Dr. John's research group investigated 4,028 adults between 1996 and 1997 with the use of standardized diagnostic interviews, including "very exact" information on health, alcohol and drug use along with smoking habits. The researchers revisited their data two decades later, which included mortality information, and drew comparisons between alcohol abstainers and low to moderate drinkers to find that 91 percent of alcohol abstainers were former drinkers, and 72 percent identified with one at least risk factors, such as a former alcohol or drug use disorder; former risky alcohol consumption; efforts to cut down or stop drinking; daily tobacco smoking; or fair to poor health.
They found no statistically significant difference in mortality rate between the health abstainers without any "factors that predict early death" and those who consumed low to moderate amounts of alcohol. The Women's Health Initiative Observational Study showed drinking even small amounts of alcohol increases the risk of breast cancer, the most common type of cancer worldwide, the second-leading cause of death from cancer among women in many countries.
Alcohol consumption has the potential to raise blood pressure levels and it has been linked to increased risk of hypertension, itself a major cause of premature death. Unfortunately, there is no strong global movement to alert populations to the dangerous effects of alcohol, a hugely socially accepted relaxant. Risks associated with articles praising "immune-boasting cocktails" aside, as well as those promoting the antioxidant properties of red wine, alcohol benefits from its undeserved health-halo effect.

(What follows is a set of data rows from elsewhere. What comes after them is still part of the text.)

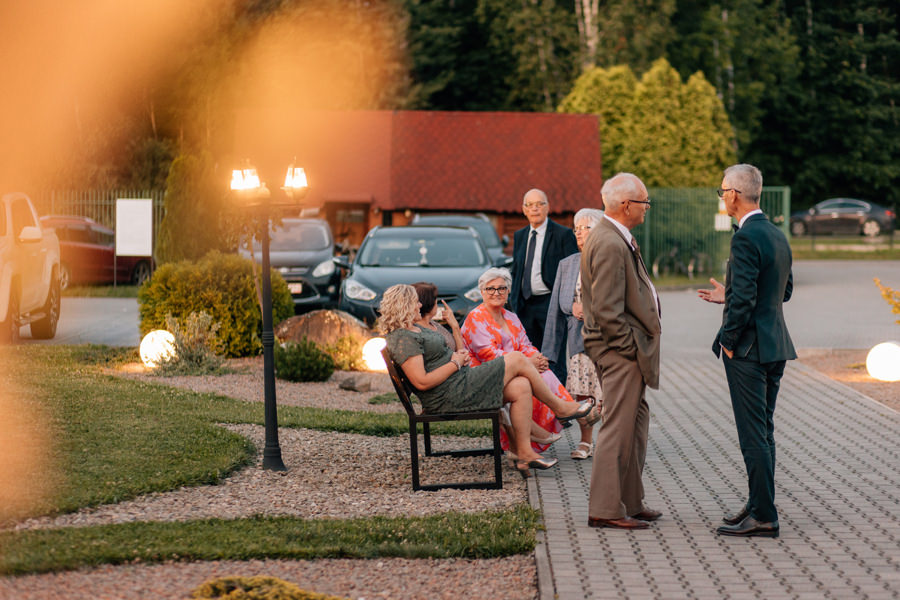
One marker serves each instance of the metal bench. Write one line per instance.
(404, 388)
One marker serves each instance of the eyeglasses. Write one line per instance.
(721, 192)
(497, 290)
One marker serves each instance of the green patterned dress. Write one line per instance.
(470, 388)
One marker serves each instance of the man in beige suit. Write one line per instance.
(621, 336)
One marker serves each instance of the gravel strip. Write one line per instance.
(512, 578)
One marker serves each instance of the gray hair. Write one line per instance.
(746, 178)
(592, 214)
(494, 273)
(620, 188)
(538, 192)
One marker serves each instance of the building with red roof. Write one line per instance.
(379, 167)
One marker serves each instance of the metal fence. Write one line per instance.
(681, 224)
(99, 205)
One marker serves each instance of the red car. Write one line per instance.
(87, 253)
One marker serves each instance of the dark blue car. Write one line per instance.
(452, 258)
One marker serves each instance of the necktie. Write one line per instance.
(529, 260)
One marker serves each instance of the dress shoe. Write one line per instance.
(648, 514)
(738, 517)
(623, 523)
(750, 527)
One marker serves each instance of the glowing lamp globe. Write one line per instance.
(883, 361)
(372, 354)
(157, 346)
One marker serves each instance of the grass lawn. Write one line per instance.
(114, 439)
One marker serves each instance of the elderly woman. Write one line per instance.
(445, 384)
(490, 331)
(565, 315)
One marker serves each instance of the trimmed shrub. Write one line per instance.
(302, 361)
(222, 286)
(255, 588)
(347, 354)
(195, 347)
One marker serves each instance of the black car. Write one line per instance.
(848, 216)
(452, 258)
(480, 223)
(302, 251)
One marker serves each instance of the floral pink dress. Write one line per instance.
(486, 340)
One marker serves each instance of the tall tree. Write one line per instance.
(850, 134)
(607, 93)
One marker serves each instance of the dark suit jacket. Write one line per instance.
(758, 282)
(620, 312)
(559, 242)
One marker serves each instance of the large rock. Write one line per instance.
(323, 327)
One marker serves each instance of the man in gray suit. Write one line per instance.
(754, 341)
(621, 336)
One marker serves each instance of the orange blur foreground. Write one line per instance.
(26, 473)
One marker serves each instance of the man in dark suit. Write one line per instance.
(537, 250)
(754, 341)
(621, 337)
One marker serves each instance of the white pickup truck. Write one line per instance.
(29, 271)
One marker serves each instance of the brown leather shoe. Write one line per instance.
(736, 518)
(623, 523)
(648, 514)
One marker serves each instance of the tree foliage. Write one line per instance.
(668, 133)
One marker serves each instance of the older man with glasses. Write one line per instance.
(537, 251)
(621, 336)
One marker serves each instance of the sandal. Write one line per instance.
(583, 451)
(593, 417)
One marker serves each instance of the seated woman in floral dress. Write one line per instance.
(445, 383)
(490, 331)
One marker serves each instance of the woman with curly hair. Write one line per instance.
(445, 384)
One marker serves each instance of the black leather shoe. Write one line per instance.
(750, 527)
(736, 518)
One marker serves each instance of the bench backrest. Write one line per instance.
(401, 384)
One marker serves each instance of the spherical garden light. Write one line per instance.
(156, 347)
(372, 354)
(883, 361)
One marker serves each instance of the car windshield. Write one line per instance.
(297, 236)
(484, 228)
(418, 248)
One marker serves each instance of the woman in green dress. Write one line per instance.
(445, 384)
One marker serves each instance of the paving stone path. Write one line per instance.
(837, 489)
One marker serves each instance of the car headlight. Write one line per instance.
(473, 295)
(324, 268)
(357, 291)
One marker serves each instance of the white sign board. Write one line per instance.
(134, 227)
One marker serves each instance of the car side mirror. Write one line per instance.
(30, 234)
(341, 262)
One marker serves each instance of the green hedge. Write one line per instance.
(220, 285)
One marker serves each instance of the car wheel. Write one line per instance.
(65, 276)
(871, 228)
(45, 329)
(9, 329)
(141, 273)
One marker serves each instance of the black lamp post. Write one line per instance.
(246, 184)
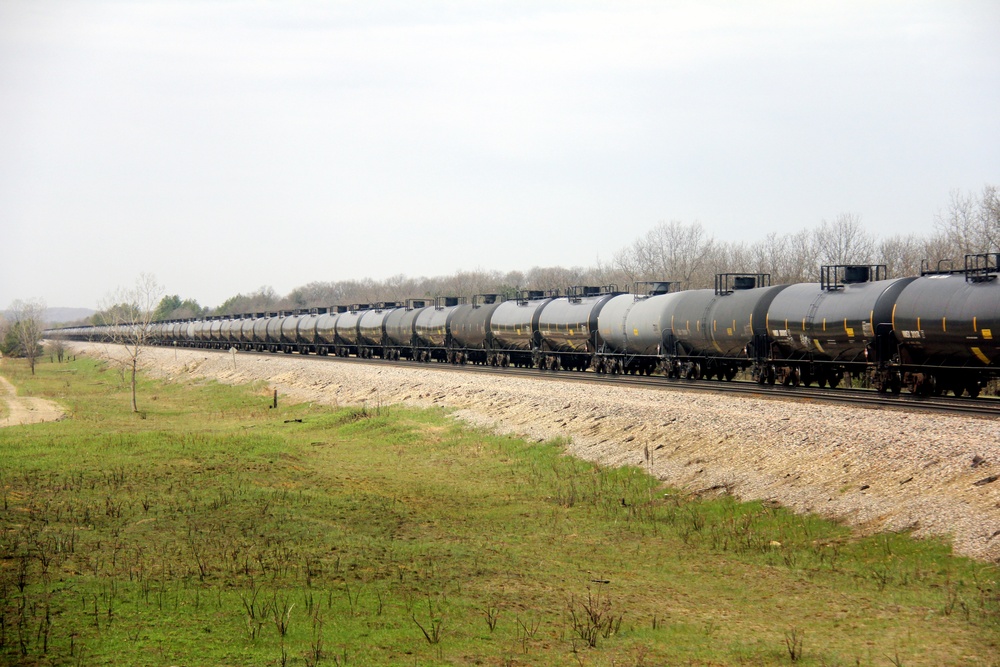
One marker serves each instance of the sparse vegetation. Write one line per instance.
(218, 530)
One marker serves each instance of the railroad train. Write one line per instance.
(930, 334)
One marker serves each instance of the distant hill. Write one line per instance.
(57, 315)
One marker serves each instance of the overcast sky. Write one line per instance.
(222, 146)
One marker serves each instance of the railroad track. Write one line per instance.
(983, 407)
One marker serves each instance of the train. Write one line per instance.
(930, 334)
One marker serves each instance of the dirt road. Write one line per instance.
(26, 410)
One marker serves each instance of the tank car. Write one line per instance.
(215, 333)
(567, 328)
(371, 329)
(632, 327)
(714, 333)
(400, 331)
(820, 331)
(272, 331)
(514, 328)
(470, 330)
(431, 329)
(288, 332)
(346, 330)
(306, 330)
(326, 330)
(945, 326)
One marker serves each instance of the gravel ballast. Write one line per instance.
(874, 469)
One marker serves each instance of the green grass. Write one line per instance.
(212, 530)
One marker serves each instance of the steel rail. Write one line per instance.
(983, 407)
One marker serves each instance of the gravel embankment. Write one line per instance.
(875, 469)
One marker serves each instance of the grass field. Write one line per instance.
(213, 530)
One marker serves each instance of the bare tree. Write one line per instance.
(672, 250)
(844, 241)
(901, 255)
(27, 324)
(129, 314)
(972, 223)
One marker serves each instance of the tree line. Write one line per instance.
(687, 254)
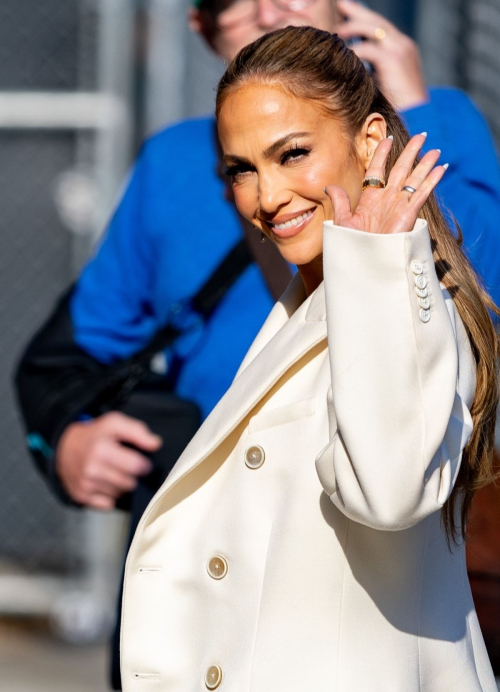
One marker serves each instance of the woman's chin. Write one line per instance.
(300, 254)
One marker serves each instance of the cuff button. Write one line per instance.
(420, 281)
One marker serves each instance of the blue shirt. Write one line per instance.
(174, 225)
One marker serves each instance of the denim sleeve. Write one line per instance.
(112, 305)
(470, 189)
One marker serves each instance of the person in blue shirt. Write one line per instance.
(175, 223)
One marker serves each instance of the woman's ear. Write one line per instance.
(372, 133)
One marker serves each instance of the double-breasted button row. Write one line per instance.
(421, 291)
(217, 566)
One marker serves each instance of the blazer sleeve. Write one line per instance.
(402, 379)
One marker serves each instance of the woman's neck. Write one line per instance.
(312, 274)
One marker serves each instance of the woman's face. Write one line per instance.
(281, 152)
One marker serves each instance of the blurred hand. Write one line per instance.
(394, 56)
(93, 464)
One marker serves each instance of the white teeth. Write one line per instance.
(293, 222)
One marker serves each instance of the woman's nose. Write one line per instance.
(272, 196)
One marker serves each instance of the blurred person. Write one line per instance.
(161, 248)
(311, 537)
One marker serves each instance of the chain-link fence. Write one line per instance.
(64, 127)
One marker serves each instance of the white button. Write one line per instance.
(420, 281)
(213, 677)
(254, 457)
(217, 567)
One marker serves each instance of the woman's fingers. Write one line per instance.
(376, 169)
(403, 167)
(422, 170)
(420, 197)
(363, 29)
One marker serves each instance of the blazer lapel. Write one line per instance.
(283, 340)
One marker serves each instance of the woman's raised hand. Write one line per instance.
(390, 209)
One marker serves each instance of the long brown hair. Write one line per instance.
(318, 66)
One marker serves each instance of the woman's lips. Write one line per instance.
(292, 227)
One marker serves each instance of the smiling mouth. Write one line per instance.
(292, 226)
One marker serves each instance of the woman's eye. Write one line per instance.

Resveratrol, an anti-oxident, is found in over 70 plant species, in particular grapes and it is often cited as vital to the purported health benefits of wine. "It is not known whether there is a safe and effective dosage for chronic disease prevention", the conclusion reached by the Linus Pauling Institute. However, most supplements contain 250 to 500 milligrams of resveratrol, while a 150-millilitre (five-ounce) glass of red wine contains less than a milligram (0.2 - 0.5 milligrams). "You have to take huge amounts to have an effect", cautioned Dr.John. "And based on the evidence we have right now these hypotheses do not make sense."
So the conclusion that Dr.John's study reaches, along with an increasing body of evidence, is that no matter how much you drink, drink less. Those who take note, might alter drinking habits, limiting it to a glass of wine on holidays and abstaining for all other ordinary, daily events. "Many people do not know that they are, in essence, alcohol dependent. And this is the best way to learn (by abstaining for defined periods of time)."